Thanks for reminding me of that detail, Menu. Theorizing on the spot, I suppose he was reflecting on how he himself got out of poverty, which was by dint of devouring every book he could get his hands on, and not consigning himself to the low station in life his profligate father left him in (working in his uncle's factory putting labels on shoe polish at the age of twelve). Certainly his own father was "ignorant" in the sense that he didn't know the value of money, and never learned anything about how to handle money, not until the day he died.
According to the story the boy symbolizing "Ignorance" has "doom" "written on his forehead" which implies you are not doomed, poor as you may be, so long as you are not content to be ignorant.
This was also the philosophy of Dickens's contemporary, Samuel Smiles, a philanthropist in the tradition of Cobbett: dedicated, but highly patrician towards those he was helping.
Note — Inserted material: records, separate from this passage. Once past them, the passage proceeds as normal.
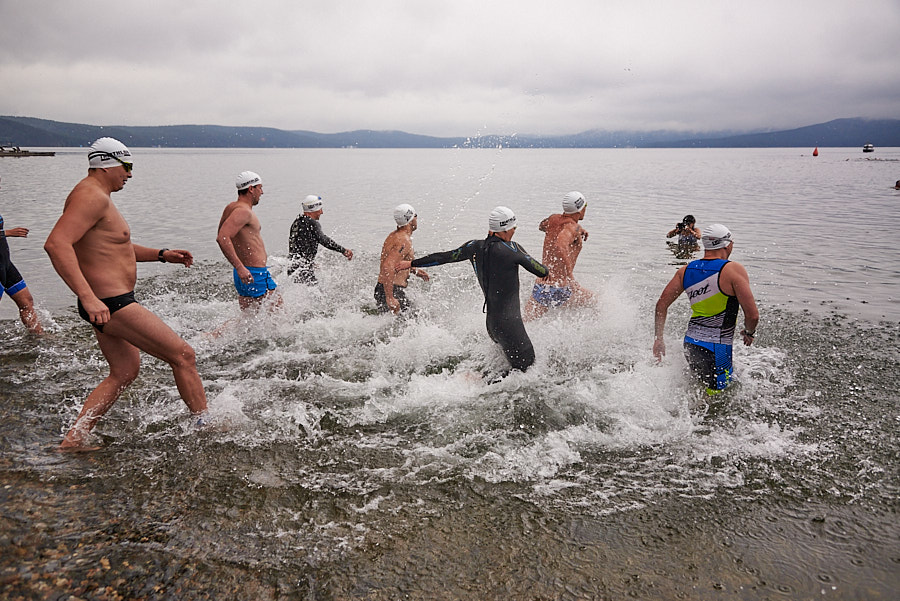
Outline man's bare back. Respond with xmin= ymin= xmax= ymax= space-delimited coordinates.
xmin=538 ymin=214 xmax=587 ymax=286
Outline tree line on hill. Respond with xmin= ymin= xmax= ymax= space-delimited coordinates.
xmin=0 ymin=117 xmax=900 ymax=148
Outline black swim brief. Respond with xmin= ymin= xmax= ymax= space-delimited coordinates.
xmin=374 ymin=282 xmax=412 ymax=313
xmin=78 ymin=290 xmax=137 ymax=332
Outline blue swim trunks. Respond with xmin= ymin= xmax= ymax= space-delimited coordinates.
xmin=684 ymin=336 xmax=734 ymax=394
xmin=531 ymin=284 xmax=572 ymax=307
xmin=234 ymin=266 xmax=278 ymax=298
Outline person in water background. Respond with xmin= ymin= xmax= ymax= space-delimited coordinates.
xmin=653 ymin=223 xmax=759 ymax=394
xmin=525 ymin=191 xmax=594 ymax=321
xmin=216 ymin=171 xmax=281 ymax=310
xmin=288 ymin=194 xmax=353 ymax=284
xmin=0 ymin=175 xmax=44 ymax=334
xmin=374 ymin=204 xmax=429 ymax=315
xmin=666 ymin=215 xmax=700 ymax=246
xmin=44 ymin=138 xmax=206 ymax=450
xmin=395 ymin=206 xmax=549 ymax=371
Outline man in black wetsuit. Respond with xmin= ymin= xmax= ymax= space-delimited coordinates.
xmin=397 ymin=207 xmax=550 ymax=371
xmin=288 ymin=195 xmax=353 ymax=284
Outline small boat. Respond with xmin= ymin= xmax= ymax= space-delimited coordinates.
xmin=0 ymin=146 xmax=56 ymax=157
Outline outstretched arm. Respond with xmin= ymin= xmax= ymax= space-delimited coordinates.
xmin=653 ymin=267 xmax=685 ymax=361
xmin=0 ymin=227 xmax=29 ymax=238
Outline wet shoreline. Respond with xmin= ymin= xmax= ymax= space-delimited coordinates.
xmin=0 ymin=465 xmax=900 ymax=600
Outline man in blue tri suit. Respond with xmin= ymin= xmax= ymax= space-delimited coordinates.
xmin=0 ymin=177 xmax=44 ymax=334
xmin=653 ymin=223 xmax=759 ymax=394
xmin=396 ymin=207 xmax=550 ymax=371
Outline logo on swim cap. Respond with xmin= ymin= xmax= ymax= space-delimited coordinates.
xmin=394 ymin=204 xmax=416 ymax=227
xmin=563 ymin=191 xmax=587 ymax=215
xmin=488 ymin=207 xmax=516 ymax=232
xmin=88 ymin=138 xmax=134 ymax=169
xmin=303 ymin=194 xmax=322 ymax=213
xmin=234 ymin=171 xmax=262 ymax=190
xmin=700 ymin=223 xmax=732 ymax=250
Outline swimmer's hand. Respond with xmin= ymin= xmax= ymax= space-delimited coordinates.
xmin=163 ymin=249 xmax=194 ymax=267
xmin=78 ymin=296 xmax=109 ymax=326
xmin=3 ymin=227 xmax=28 ymax=238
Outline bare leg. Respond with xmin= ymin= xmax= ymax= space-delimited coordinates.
xmin=522 ymin=297 xmax=547 ymax=321
xmin=10 ymin=288 xmax=44 ymax=334
xmin=59 ymin=330 xmax=141 ymax=451
xmin=103 ymin=303 xmax=206 ymax=415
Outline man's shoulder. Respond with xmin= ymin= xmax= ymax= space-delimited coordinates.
xmin=66 ymin=177 xmax=112 ymax=210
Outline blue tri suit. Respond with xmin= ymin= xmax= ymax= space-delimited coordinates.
xmin=682 ymin=259 xmax=740 ymax=394
xmin=411 ymin=235 xmax=550 ymax=371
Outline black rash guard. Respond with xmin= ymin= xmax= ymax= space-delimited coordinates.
xmin=412 ymin=236 xmax=550 ymax=371
xmin=288 ymin=215 xmax=347 ymax=281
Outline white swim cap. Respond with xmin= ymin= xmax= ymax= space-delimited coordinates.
xmin=88 ymin=138 xmax=134 ymax=169
xmin=303 ymin=194 xmax=322 ymax=213
xmin=234 ymin=171 xmax=262 ymax=190
xmin=563 ymin=191 xmax=587 ymax=215
xmin=488 ymin=207 xmax=516 ymax=232
xmin=394 ymin=204 xmax=416 ymax=227
xmin=700 ymin=223 xmax=732 ymax=250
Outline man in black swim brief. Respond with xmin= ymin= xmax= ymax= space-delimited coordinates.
xmin=77 ymin=290 xmax=137 ymax=332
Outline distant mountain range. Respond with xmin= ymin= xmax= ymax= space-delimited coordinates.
xmin=0 ymin=117 xmax=900 ymax=148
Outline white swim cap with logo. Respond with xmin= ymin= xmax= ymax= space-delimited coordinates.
xmin=303 ymin=194 xmax=322 ymax=213
xmin=394 ymin=204 xmax=416 ymax=227
xmin=234 ymin=171 xmax=262 ymax=190
xmin=88 ymin=138 xmax=134 ymax=169
xmin=700 ymin=223 xmax=732 ymax=250
xmin=563 ymin=190 xmax=587 ymax=215
xmin=488 ymin=207 xmax=516 ymax=232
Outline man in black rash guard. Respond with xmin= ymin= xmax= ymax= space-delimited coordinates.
xmin=397 ymin=207 xmax=550 ymax=371
xmin=288 ymin=195 xmax=353 ymax=284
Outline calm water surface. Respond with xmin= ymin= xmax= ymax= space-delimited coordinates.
xmin=0 ymin=149 xmax=900 ymax=599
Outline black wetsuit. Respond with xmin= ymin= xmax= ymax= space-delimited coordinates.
xmin=412 ymin=236 xmax=549 ymax=371
xmin=288 ymin=215 xmax=347 ymax=284
xmin=0 ymin=216 xmax=25 ymax=296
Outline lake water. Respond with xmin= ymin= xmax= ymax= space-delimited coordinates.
xmin=0 ymin=148 xmax=900 ymax=599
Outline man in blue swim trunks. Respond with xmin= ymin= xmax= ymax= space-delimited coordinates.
xmin=44 ymin=138 xmax=206 ymax=451
xmin=216 ymin=171 xmax=281 ymax=309
xmin=525 ymin=191 xmax=594 ymax=321
xmin=0 ymin=176 xmax=44 ymax=334
xmin=653 ymin=223 xmax=759 ymax=394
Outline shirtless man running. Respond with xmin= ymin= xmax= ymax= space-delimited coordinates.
xmin=525 ymin=192 xmax=594 ymax=321
xmin=216 ymin=171 xmax=281 ymax=310
xmin=375 ymin=204 xmax=429 ymax=314
xmin=44 ymin=138 xmax=206 ymax=450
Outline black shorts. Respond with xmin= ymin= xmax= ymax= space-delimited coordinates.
xmin=78 ymin=290 xmax=137 ymax=332
xmin=375 ymin=282 xmax=411 ymax=313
Dickens might be criticized for only wanting to help people who were down on their luck, but extraordinary, like himself. But in those days, the extent of poverty in society was so overwhelming that Dickens's portrayal of intelligent, sympathetic working class people, far less ignorant than the schoolmasters and petit-bourgeoise merchants who earned far more than them, was a breakthrough for working class self-respect, and his works chimed with huge numbers of working class people, who adored Dickens and could relate to his petit-bourgeois background and work ethic - far better than they could relate to the "comedy of manners" genre of novel that had come before him, and which had reflected a mainly upper-middle-class social milieu.